Neben Maik spielt auch Tschicks Sexualität eine Rolle. Gegen Ende des Romans gesteht er Maik homosexuell zu sein. Auch wenn er zwischendurch Redewendungen wie „Du siehst aus wie’n Schwuler“ (Ebd., S. 82) verwendet, scheint er „seine Homosexualität völlig akzeptiert zu haben, zumindest wird an keiner Stelle des Romans eine innere Auseinandersetzung mit der eigenen sexuellen Disposition beschrieben. Homosexualität wird auch nicht als problematisch thematisiert“ (Möbius 2015, S. 50f.).
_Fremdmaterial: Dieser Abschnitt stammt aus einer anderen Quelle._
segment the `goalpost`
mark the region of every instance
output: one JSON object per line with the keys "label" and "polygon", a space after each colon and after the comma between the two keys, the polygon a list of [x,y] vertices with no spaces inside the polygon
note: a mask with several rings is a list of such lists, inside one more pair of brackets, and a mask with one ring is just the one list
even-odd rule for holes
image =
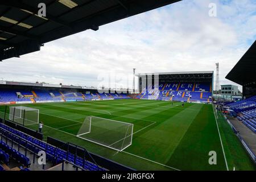
{"label": "goalpost", "polygon": [[89,116],[76,136],[121,151],[131,144],[133,132],[133,124]]}
{"label": "goalpost", "polygon": [[9,120],[23,125],[39,122],[39,110],[26,106],[9,107]]}

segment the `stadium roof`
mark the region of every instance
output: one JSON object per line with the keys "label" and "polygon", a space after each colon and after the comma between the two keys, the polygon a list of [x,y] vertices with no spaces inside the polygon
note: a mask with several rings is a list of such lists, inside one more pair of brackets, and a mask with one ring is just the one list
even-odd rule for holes
{"label": "stadium roof", "polygon": [[[43,44],[180,0],[8,0],[0,3],[0,61]],[[46,16],[39,16],[40,3]]]}
{"label": "stadium roof", "polygon": [[158,75],[162,81],[212,81],[213,78],[213,71],[148,73],[136,74],[135,76],[142,78],[145,78],[145,76],[152,76],[155,78],[156,75]]}
{"label": "stadium roof", "polygon": [[243,85],[256,81],[256,40],[226,76],[226,78]]}

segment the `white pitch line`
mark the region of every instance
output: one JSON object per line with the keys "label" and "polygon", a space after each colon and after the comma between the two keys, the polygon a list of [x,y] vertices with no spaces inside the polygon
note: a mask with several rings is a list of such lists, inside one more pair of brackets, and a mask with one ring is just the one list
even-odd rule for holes
{"label": "white pitch line", "polygon": [[76,122],[79,123],[82,123],[82,122],[79,122],[79,121],[75,121],[75,120],[72,120],[72,119],[65,118],[63,118],[63,117],[59,117],[59,116],[57,116],[57,115],[51,115],[51,114],[46,114],[46,113],[40,113],[40,114],[45,114],[45,115],[48,115],[52,116],[52,117],[53,117],[59,118],[61,118],[61,119],[67,119],[67,120],[72,121]]}
{"label": "white pitch line", "polygon": [[147,128],[147,127],[150,127],[150,126],[151,126],[152,125],[154,125],[154,124],[155,124],[155,123],[156,123],[156,122],[154,122],[154,123],[151,123],[151,124],[149,125],[147,125],[147,126],[143,127],[143,129],[141,129],[141,130],[138,130],[138,131],[136,131],[136,132],[134,132],[134,133],[133,133],[133,134],[135,134],[135,133],[138,133],[138,132],[139,132],[139,131],[141,131],[141,130],[144,130],[144,129],[146,129],[146,128]]}
{"label": "white pitch line", "polygon": [[[146,126],[146,127],[143,127],[143,129],[141,129],[141,130],[138,130],[138,131],[136,131],[136,132],[133,133],[133,135],[134,134],[135,134],[136,133],[138,133],[138,132],[139,132],[139,131],[141,131],[141,130],[144,130],[144,129],[146,129],[146,127],[148,127],[148,126],[151,126],[152,125],[155,124],[155,123],[156,123],[156,122],[154,122],[154,123],[151,123],[150,125],[148,125],[148,126]],[[124,138],[123,138],[119,139],[119,140],[118,140],[118,141],[117,141],[117,142],[114,142],[114,143],[111,144],[109,145],[109,146],[111,146],[112,145],[113,145],[114,144],[115,144],[115,143],[117,143],[117,142],[119,142],[121,141],[121,140],[123,140],[123,139],[125,139],[125,138],[127,138],[127,137],[129,137],[129,136],[131,136],[131,134],[130,134],[130,135],[128,135],[128,136],[125,136],[125,137],[124,137]],[[127,146],[126,147],[128,147],[128,146]],[[123,148],[122,150],[125,150],[125,148]]]}
{"label": "white pitch line", "polygon": [[32,123],[32,124],[25,125],[25,126],[30,126],[30,125],[38,125],[38,123]]}
{"label": "white pitch line", "polygon": [[223,155],[224,155],[224,159],[225,159],[225,163],[226,164],[226,169],[227,169],[227,171],[229,171],[229,167],[228,166],[228,163],[226,162],[226,155],[225,155],[224,148],[223,147],[222,141],[221,140],[221,135],[220,133],[220,130],[218,129],[218,122],[217,122],[216,117],[215,115],[215,111],[214,111],[214,109],[213,108],[213,105],[212,105],[212,109],[213,109],[213,113],[214,114],[215,121],[216,122],[217,129],[218,129],[218,136],[220,136],[220,142],[221,142],[221,147],[222,148],[222,152],[223,152]]}
{"label": "white pitch line", "polygon": [[168,168],[171,168],[171,169],[175,169],[175,170],[176,170],[176,171],[181,171],[181,170],[178,169],[177,169],[177,168],[174,168],[174,167],[171,167],[171,166],[167,166],[167,165],[165,165],[165,164],[163,164],[160,163],[159,163],[159,162],[155,162],[155,161],[154,161],[154,160],[150,160],[150,159],[148,159],[144,158],[143,158],[143,157],[142,157],[142,156],[138,156],[138,155],[137,155],[131,154],[131,153],[129,153],[129,152],[126,152],[126,151],[122,151],[122,152],[125,152],[125,153],[126,153],[126,154],[130,154],[130,155],[135,156],[136,156],[136,157],[137,157],[137,158],[141,158],[141,159],[144,159],[144,160],[149,161],[149,162],[152,162],[152,163],[156,163],[156,164],[159,164],[159,165],[161,165],[161,166],[163,166],[168,167]]}
{"label": "white pitch line", "polygon": [[65,127],[72,126],[75,126],[75,125],[80,125],[80,124],[81,124],[81,123],[76,123],[76,124],[73,124],[73,125],[68,125],[68,126],[63,126],[63,127],[57,127],[57,129],[64,129]]}

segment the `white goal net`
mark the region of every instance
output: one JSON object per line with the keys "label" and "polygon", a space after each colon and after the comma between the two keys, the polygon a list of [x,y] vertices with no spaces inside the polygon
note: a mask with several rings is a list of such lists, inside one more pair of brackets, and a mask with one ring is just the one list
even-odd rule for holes
{"label": "white goal net", "polygon": [[87,117],[77,136],[119,151],[132,143],[133,124]]}
{"label": "white goal net", "polygon": [[9,118],[9,120],[23,125],[38,123],[39,110],[22,106],[10,107]]}

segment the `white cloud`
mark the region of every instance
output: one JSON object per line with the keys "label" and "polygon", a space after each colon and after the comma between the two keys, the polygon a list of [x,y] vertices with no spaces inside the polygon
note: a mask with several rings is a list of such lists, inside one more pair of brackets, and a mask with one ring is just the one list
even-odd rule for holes
{"label": "white cloud", "polygon": [[218,62],[221,84],[231,83],[225,76],[255,40],[255,10],[249,0],[183,1],[46,43],[1,63],[1,76],[96,86],[102,73],[209,71]]}

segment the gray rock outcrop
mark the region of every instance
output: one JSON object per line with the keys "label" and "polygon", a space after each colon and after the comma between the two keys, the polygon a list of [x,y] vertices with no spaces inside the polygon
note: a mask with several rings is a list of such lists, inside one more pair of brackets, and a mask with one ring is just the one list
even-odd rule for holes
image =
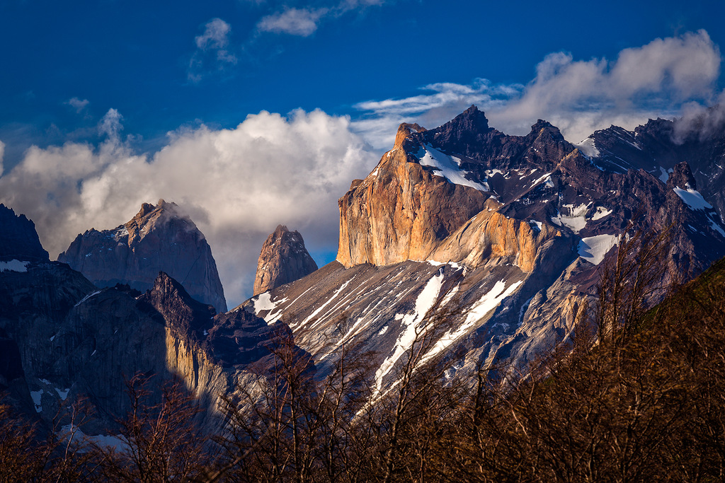
{"label": "gray rock outcrop", "polygon": [[0,261],[48,261],[36,225],[25,215],[0,204]]}
{"label": "gray rock outcrop", "polygon": [[225,312],[217,265],[204,235],[173,203],[144,203],[128,223],[78,235],[58,261],[99,287],[128,284],[144,291],[160,272],[178,280],[199,301]]}
{"label": "gray rock outcrop", "polygon": [[294,282],[318,269],[298,232],[278,225],[264,245],[257,262],[254,295]]}

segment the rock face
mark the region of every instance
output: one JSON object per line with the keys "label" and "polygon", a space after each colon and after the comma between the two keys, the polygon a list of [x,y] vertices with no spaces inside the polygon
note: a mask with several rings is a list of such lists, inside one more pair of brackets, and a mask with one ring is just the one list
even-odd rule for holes
{"label": "rock face", "polygon": [[[666,144],[662,129],[642,129]],[[652,140],[642,154],[618,130],[579,147],[542,120],[510,136],[475,106],[433,130],[402,125],[393,148],[339,200],[337,261],[244,306],[287,322],[321,373],[343,345],[376,354],[381,390],[415,344],[421,363],[442,358],[463,377],[481,365],[525,371],[588,323],[582,308],[621,240],[668,230],[662,284],[725,256],[716,203],[687,163],[673,163],[668,180],[621,167],[681,148]],[[698,166],[716,178],[720,151],[697,142],[688,152],[714,154]]]}
{"label": "rock face", "polygon": [[254,295],[294,282],[317,269],[317,264],[304,248],[302,235],[281,224],[262,245],[257,262]]}
{"label": "rock face", "polygon": [[268,376],[278,348],[307,364],[291,337],[283,322],[268,324],[249,311],[215,315],[164,272],[141,294],[128,285],[98,288],[59,262],[0,261],[2,403],[49,422],[62,405],[86,398],[86,434],[112,433],[129,409],[125,382],[139,373],[159,398],[161,383],[181,377],[213,431],[223,421],[222,395],[273,383]]}
{"label": "rock face", "polygon": [[144,203],[128,223],[78,235],[58,256],[99,287],[128,284],[144,291],[160,272],[178,280],[191,295],[226,311],[216,263],[204,235],[178,206]]}
{"label": "rock face", "polygon": [[121,286],[97,289],[63,264],[26,268],[0,272],[0,388],[6,402],[46,421],[64,402],[87,398],[88,434],[112,432],[129,409],[125,380],[139,373],[156,387],[181,377],[213,431],[220,397],[264,384],[275,348],[291,335],[282,322],[244,311],[215,316],[164,273],[137,297]]}
{"label": "rock face", "polygon": [[0,261],[44,261],[48,252],[43,249],[36,232],[36,225],[25,218],[0,204]]}

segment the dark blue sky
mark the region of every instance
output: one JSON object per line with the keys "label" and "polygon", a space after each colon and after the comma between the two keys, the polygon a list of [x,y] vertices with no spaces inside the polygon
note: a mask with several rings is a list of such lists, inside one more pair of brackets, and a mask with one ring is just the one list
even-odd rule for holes
{"label": "dark blue sky", "polygon": [[[233,127],[262,109],[355,117],[358,102],[415,95],[434,83],[525,84],[551,52],[613,59],[624,48],[699,29],[720,45],[725,18],[723,1],[363,3],[323,14],[304,35],[261,31],[260,22],[342,4],[4,0],[6,169],[30,143],[94,140],[110,108],[138,149],[154,151],[180,126]],[[236,62],[199,54],[195,38],[212,19],[230,28],[225,50]],[[80,112],[67,104],[73,98],[88,101]]]}

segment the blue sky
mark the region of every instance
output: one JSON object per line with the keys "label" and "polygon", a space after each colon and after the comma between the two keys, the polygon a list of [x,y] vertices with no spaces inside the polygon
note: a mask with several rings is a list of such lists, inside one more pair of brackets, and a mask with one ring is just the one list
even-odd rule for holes
{"label": "blue sky", "polygon": [[0,201],[55,255],[171,198],[239,302],[278,222],[334,256],[335,200],[398,122],[475,103],[576,143],[698,109],[722,91],[724,18],[721,1],[2,0]]}

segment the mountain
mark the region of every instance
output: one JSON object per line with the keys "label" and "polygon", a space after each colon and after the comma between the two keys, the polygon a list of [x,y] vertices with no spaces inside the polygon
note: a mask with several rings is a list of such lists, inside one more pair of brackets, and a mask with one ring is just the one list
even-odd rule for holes
{"label": "mountain", "polygon": [[144,203],[133,219],[114,230],[78,235],[58,261],[99,287],[122,283],[141,291],[165,272],[218,312],[227,310],[209,243],[174,203]]}
{"label": "mountain", "polygon": [[[0,232],[19,219],[30,223],[6,217]],[[33,246],[34,228],[24,234],[12,243]],[[7,246],[0,243],[0,251]],[[290,339],[281,322],[268,324],[244,310],[216,314],[164,272],[142,294],[120,284],[96,287],[65,263],[0,262],[0,395],[45,424],[85,398],[91,417],[83,431],[112,433],[130,409],[127,381],[140,374],[152,382],[152,401],[165,382],[181,378],[205,410],[202,426],[215,431],[223,424],[222,398],[274,381],[279,348],[307,364]]]}
{"label": "mountain", "polygon": [[542,120],[504,134],[475,106],[433,130],[401,125],[339,200],[337,260],[244,305],[289,324],[320,374],[343,347],[375,354],[381,390],[411,348],[451,375],[526,371],[581,329],[602,268],[638,233],[667,235],[660,285],[725,255],[722,212],[687,163],[663,180],[597,156]]}
{"label": "mountain", "polygon": [[676,164],[687,162],[698,190],[725,215],[725,122],[721,106],[691,120],[650,119],[634,131],[612,126],[584,140],[597,165],[618,172],[644,169],[663,182]]}
{"label": "mountain", "polygon": [[270,233],[260,253],[254,277],[254,295],[294,282],[318,269],[298,232],[279,225]]}
{"label": "mountain", "polygon": [[41,245],[36,225],[0,203],[0,261],[49,260],[48,252]]}

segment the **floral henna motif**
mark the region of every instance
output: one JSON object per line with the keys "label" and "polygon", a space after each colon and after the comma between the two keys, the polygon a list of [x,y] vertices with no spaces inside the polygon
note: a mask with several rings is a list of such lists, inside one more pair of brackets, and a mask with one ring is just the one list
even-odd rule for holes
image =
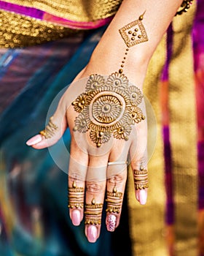
{"label": "floral henna motif", "polygon": [[74,131],[90,130],[90,139],[98,147],[108,142],[111,134],[117,139],[128,140],[132,125],[145,118],[138,107],[143,98],[141,91],[130,86],[123,74],[113,73],[106,80],[92,75],[85,91],[72,102],[79,113]]}

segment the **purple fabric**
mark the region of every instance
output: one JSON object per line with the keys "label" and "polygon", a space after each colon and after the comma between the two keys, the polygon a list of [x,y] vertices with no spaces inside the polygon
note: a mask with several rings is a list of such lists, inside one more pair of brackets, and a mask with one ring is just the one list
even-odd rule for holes
{"label": "purple fabric", "polygon": [[26,7],[17,4],[6,3],[4,1],[0,1],[0,9],[6,11],[14,12],[18,14],[28,15],[41,20],[42,20],[43,15],[44,13],[44,12],[35,8]]}
{"label": "purple fabric", "polygon": [[194,67],[197,118],[198,193],[199,209],[204,209],[204,1],[197,1],[197,8],[193,26]]}

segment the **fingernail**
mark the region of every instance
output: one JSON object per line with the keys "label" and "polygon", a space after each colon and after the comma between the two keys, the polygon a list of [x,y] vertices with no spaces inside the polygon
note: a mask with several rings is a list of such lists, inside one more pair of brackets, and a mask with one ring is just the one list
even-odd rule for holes
{"label": "fingernail", "polygon": [[42,140],[42,138],[40,135],[37,135],[33,138],[31,138],[30,140],[28,140],[28,141],[26,142],[26,143],[28,146],[32,146],[34,144],[38,143],[39,142],[40,142]]}
{"label": "fingernail", "polygon": [[146,202],[147,193],[144,189],[141,189],[139,192],[139,200],[141,205],[145,205]]}
{"label": "fingernail", "polygon": [[117,217],[115,215],[109,214],[106,217],[107,230],[113,232],[115,230]]}
{"label": "fingernail", "polygon": [[79,226],[81,222],[81,213],[79,210],[74,210],[71,212],[71,221],[74,226]]}
{"label": "fingernail", "polygon": [[93,225],[90,225],[87,227],[87,238],[90,243],[95,243],[97,239],[97,227]]}

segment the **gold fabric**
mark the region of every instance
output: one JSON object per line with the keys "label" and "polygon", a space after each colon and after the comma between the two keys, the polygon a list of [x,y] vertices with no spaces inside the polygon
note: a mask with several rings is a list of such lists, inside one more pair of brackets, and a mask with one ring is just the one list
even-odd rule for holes
{"label": "gold fabric", "polygon": [[[195,8],[195,4],[187,14],[173,20],[173,53],[170,67],[168,109],[175,203],[174,227],[170,227],[174,235],[174,238],[171,237],[173,255],[176,256],[196,256],[198,245],[195,99],[190,34]],[[164,155],[158,99],[158,77],[165,57],[165,49],[163,41],[152,59],[145,83],[146,95],[158,122],[156,150],[148,165],[149,189],[146,206],[136,203],[132,173],[128,178],[130,236],[133,254],[137,256],[169,255],[165,241],[168,230],[165,223]]]}
{"label": "gold fabric", "polygon": [[195,10],[193,4],[186,16],[173,20],[173,59],[169,70],[176,256],[197,255],[198,245],[197,121],[191,35]]}
{"label": "gold fabric", "polygon": [[34,45],[74,33],[68,28],[0,10],[0,48]]}
{"label": "gold fabric", "polygon": [[[165,189],[164,185],[163,148],[161,138],[158,74],[165,59],[165,40],[161,42],[149,67],[144,94],[150,101],[157,119],[157,141],[154,154],[148,164],[148,200],[141,206],[135,198],[132,171],[128,178],[128,209],[133,255],[137,256],[168,255],[165,235]],[[157,65],[154,64],[157,63]],[[152,129],[154,127],[152,127]],[[151,134],[152,131],[149,131]]]}
{"label": "gold fabric", "polygon": [[122,0],[6,0],[5,1],[39,9],[71,20],[88,22],[113,15]]}

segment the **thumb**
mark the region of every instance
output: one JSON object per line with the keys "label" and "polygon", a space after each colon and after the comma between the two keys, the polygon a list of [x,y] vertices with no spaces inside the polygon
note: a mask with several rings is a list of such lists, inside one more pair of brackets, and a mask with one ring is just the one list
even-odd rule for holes
{"label": "thumb", "polygon": [[62,137],[68,127],[66,116],[60,117],[57,112],[50,118],[44,129],[31,138],[26,144],[34,148],[41,149],[56,143]]}

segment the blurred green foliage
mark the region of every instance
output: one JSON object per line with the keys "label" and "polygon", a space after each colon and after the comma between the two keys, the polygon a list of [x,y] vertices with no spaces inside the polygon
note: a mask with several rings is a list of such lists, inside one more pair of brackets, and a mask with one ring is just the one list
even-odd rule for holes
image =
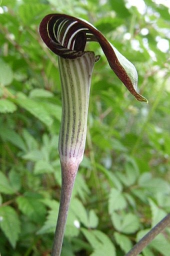
{"label": "blurred green foliage", "polygon": [[[96,26],[135,65],[139,90],[149,101],[134,99],[99,46],[88,46],[101,59],[94,72],[86,149],[62,255],[122,256],[170,211],[170,8],[152,0],[142,9],[128,2],[2,2],[2,256],[47,256],[52,246],[60,193],[61,96],[57,57],[38,34],[41,20],[51,13]],[[170,236],[167,228],[141,255],[168,256]]]}

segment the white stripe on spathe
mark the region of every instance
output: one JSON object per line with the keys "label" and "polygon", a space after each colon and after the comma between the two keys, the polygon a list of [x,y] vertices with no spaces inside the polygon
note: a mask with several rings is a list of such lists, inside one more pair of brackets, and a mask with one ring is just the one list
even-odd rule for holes
{"label": "white stripe on spathe", "polygon": [[92,75],[96,57],[86,52],[74,60],[58,58],[62,83],[61,161],[82,161],[85,147]]}

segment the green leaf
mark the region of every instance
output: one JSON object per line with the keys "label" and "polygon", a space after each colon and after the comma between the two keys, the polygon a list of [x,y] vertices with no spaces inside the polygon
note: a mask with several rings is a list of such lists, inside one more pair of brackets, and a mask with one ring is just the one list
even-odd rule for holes
{"label": "green leaf", "polygon": [[100,230],[88,230],[82,228],[86,238],[88,240],[94,252],[91,256],[116,256],[115,247],[111,240],[105,234]]}
{"label": "green leaf", "polygon": [[48,113],[50,113],[52,116],[54,116],[60,122],[61,121],[62,109],[60,106],[49,102],[43,102],[42,104]]}
{"label": "green leaf", "polygon": [[46,208],[41,202],[38,194],[25,193],[16,199],[19,209],[30,219],[39,222],[43,221],[46,213]]}
{"label": "green leaf", "polygon": [[147,189],[153,193],[158,191],[170,193],[170,186],[168,182],[160,178],[153,178],[149,173],[144,173],[138,181],[140,187]]}
{"label": "green leaf", "polygon": [[38,234],[42,234],[48,233],[54,233],[55,231],[57,216],[59,210],[59,203],[54,200],[44,201],[46,204],[52,208],[48,211],[46,219],[42,227],[38,231]]}
{"label": "green leaf", "polygon": [[94,210],[90,210],[88,214],[88,227],[96,227],[98,223],[98,218]]}
{"label": "green leaf", "polygon": [[158,223],[166,215],[166,213],[156,205],[156,204],[150,199],[149,202],[152,210],[152,227]]}
{"label": "green leaf", "polygon": [[0,85],[8,85],[12,80],[13,72],[10,67],[0,59]]}
{"label": "green leaf", "polygon": [[150,245],[164,256],[170,255],[170,241],[166,239],[163,234],[159,234],[154,240],[151,242]]}
{"label": "green leaf", "polygon": [[140,227],[138,217],[132,213],[128,213],[124,216],[121,216],[114,212],[111,219],[115,228],[118,231],[126,234],[134,233]]}
{"label": "green leaf", "polygon": [[36,163],[34,170],[34,173],[35,174],[50,173],[54,172],[54,169],[52,164],[46,161],[40,160]]}
{"label": "green leaf", "polygon": [[[22,23],[26,25],[30,25],[40,21],[47,13],[48,6],[46,5],[32,3],[21,5],[19,9],[19,15]],[[49,10],[50,11],[50,10]]]}
{"label": "green leaf", "polygon": [[16,211],[10,206],[0,207],[0,227],[12,246],[16,247],[20,231],[20,221]]}
{"label": "green leaf", "polygon": [[127,206],[126,201],[122,191],[112,188],[108,198],[108,212],[112,214],[114,210],[124,209]]}
{"label": "green leaf", "polygon": [[6,141],[10,141],[24,151],[26,151],[25,143],[20,136],[14,131],[6,126],[0,129],[0,136]]}
{"label": "green leaf", "polygon": [[0,192],[6,194],[14,194],[15,192],[8,179],[2,171],[0,171]]}
{"label": "green leaf", "polygon": [[28,98],[18,98],[16,102],[48,126],[52,124],[50,114],[40,102]]}
{"label": "green leaf", "polygon": [[0,112],[13,113],[16,110],[16,106],[6,99],[0,99]]}
{"label": "green leaf", "polygon": [[80,221],[85,225],[88,227],[88,213],[82,203],[76,198],[73,198],[70,206],[72,210]]}
{"label": "green leaf", "polygon": [[21,186],[21,175],[18,172],[12,169],[9,173],[10,183],[16,191],[20,190]]}
{"label": "green leaf", "polygon": [[43,89],[34,89],[32,90],[29,95],[30,98],[51,98],[53,96],[52,93]]}
{"label": "green leaf", "polygon": [[124,234],[114,232],[114,236],[116,243],[125,253],[127,253],[132,248],[132,242],[130,238]]}

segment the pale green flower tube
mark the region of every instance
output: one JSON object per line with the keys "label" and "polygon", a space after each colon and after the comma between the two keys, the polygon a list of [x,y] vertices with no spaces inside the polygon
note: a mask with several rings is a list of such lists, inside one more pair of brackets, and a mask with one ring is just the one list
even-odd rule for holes
{"label": "pale green flower tube", "polygon": [[72,60],[58,57],[62,106],[59,139],[62,185],[52,256],[60,254],[72,187],[84,155],[92,75],[97,59],[92,52]]}

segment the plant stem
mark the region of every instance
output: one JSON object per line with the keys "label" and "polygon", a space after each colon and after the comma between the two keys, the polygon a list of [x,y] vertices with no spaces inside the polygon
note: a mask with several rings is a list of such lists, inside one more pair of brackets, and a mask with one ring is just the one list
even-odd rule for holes
{"label": "plant stem", "polygon": [[170,213],[142,237],[125,256],[137,256],[155,237],[170,224]]}
{"label": "plant stem", "polygon": [[62,182],[60,208],[52,256],[60,256],[72,190],[78,166],[74,163],[62,165]]}

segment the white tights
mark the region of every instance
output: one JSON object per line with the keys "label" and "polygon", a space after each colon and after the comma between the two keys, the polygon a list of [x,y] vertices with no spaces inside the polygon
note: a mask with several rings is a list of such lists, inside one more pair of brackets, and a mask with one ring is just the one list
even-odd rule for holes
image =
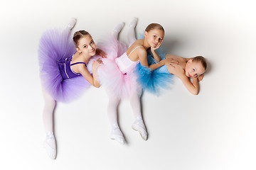
{"label": "white tights", "polygon": [[[132,45],[136,41],[135,37],[135,27],[138,19],[134,18],[129,26],[128,30],[128,42],[129,46]],[[124,27],[124,23],[118,23],[113,29],[112,35],[117,39],[118,35],[122,28]],[[146,131],[146,127],[144,124],[142,110],[141,110],[141,103],[140,97],[142,91],[139,93],[134,92],[131,95],[129,98],[130,104],[132,106],[134,116],[135,118],[134,123],[132,125],[132,128],[137,131],[139,131],[141,136],[144,140],[147,139],[147,133]],[[107,115],[110,125],[112,125],[112,131],[110,133],[110,138],[115,140],[120,144],[124,144],[124,138],[118,125],[118,118],[117,118],[117,106],[120,101],[120,99],[117,96],[113,96],[110,92],[107,93],[109,96],[109,103],[107,106]]]}

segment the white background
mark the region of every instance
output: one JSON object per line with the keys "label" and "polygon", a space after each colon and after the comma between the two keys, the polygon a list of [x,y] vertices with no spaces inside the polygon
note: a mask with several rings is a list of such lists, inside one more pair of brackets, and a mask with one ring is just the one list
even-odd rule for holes
{"label": "white background", "polygon": [[[255,6],[253,1],[4,1],[0,3],[1,169],[256,169]],[[183,57],[204,56],[208,70],[193,96],[175,78],[160,96],[144,93],[145,142],[132,130],[129,103],[119,107],[127,143],[109,138],[102,89],[58,103],[55,160],[43,147],[43,98],[38,45],[43,31],[86,30],[97,41],[124,21],[139,18],[137,34],[150,23],[165,28],[162,47]]]}

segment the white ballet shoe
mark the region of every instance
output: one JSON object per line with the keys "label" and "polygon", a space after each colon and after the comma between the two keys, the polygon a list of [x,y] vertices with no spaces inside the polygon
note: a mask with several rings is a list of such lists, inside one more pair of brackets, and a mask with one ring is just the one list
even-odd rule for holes
{"label": "white ballet shoe", "polygon": [[132,22],[129,23],[129,27],[135,28],[136,26],[137,26],[137,23],[138,23],[138,18],[134,17],[134,18],[132,19]]}
{"label": "white ballet shoe", "polygon": [[76,23],[76,18],[72,18],[72,19],[70,20],[70,21],[68,24],[67,27],[69,28],[71,30],[75,26],[75,23]]}
{"label": "white ballet shoe", "polygon": [[56,142],[52,132],[47,133],[46,139],[43,142],[43,147],[46,148],[49,157],[55,159],[56,158]]}
{"label": "white ballet shoe", "polygon": [[138,131],[144,140],[147,140],[147,132],[145,125],[143,123],[142,118],[137,118],[132,125],[132,128]]}
{"label": "white ballet shoe", "polygon": [[124,144],[125,140],[119,128],[113,125],[113,129],[110,133],[110,139],[117,141],[121,144]]}
{"label": "white ballet shoe", "polygon": [[120,22],[114,28],[113,33],[119,33],[124,26],[124,22]]}

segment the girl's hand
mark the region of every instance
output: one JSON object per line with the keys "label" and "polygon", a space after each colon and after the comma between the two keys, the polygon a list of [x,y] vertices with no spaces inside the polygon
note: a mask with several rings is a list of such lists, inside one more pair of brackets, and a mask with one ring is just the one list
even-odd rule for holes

Intertextualität und Intermedialität
In Herrndorfs Texten finden sich zahlreiche intertextuelle oder intermedielle Bezüge. So bildet das Motto in Tschick ein Zitat aus dem Film Welcome to the Dollhouse (1995). Ebenso gibt es mehrere Filmverweise im Text.
Sowohl in verschiedenen Rezensionen (wie z.B. der von Felicitas von Lovenberg in der FAZ: Tom Sawyer und Huck Finn kreuzen im geklauten Lada durch den wilden Osten: Wolfgang Herrndorf ist in seinem neuen Roman „Tschick“ ganz groß in Fahrt) oder in der Jurybegründung zum Deutschen Literaturpreis 2011 (Tom Sawyer alias Maik und Huckleberry Finn alias Tschick gehen auf große Fahrt.), immer wieder werden die Bezüge zu Mark Twain oder zu J.D. Salingers Der Fänger im Roggen (1951) hervorgehoben. Herrndorf selbst sagte dazu: „Ich musste eine Runde Bier ausgeben, als die erste Rezension ohne Salinger erschien. Aber es hat eine Weile gedauert“.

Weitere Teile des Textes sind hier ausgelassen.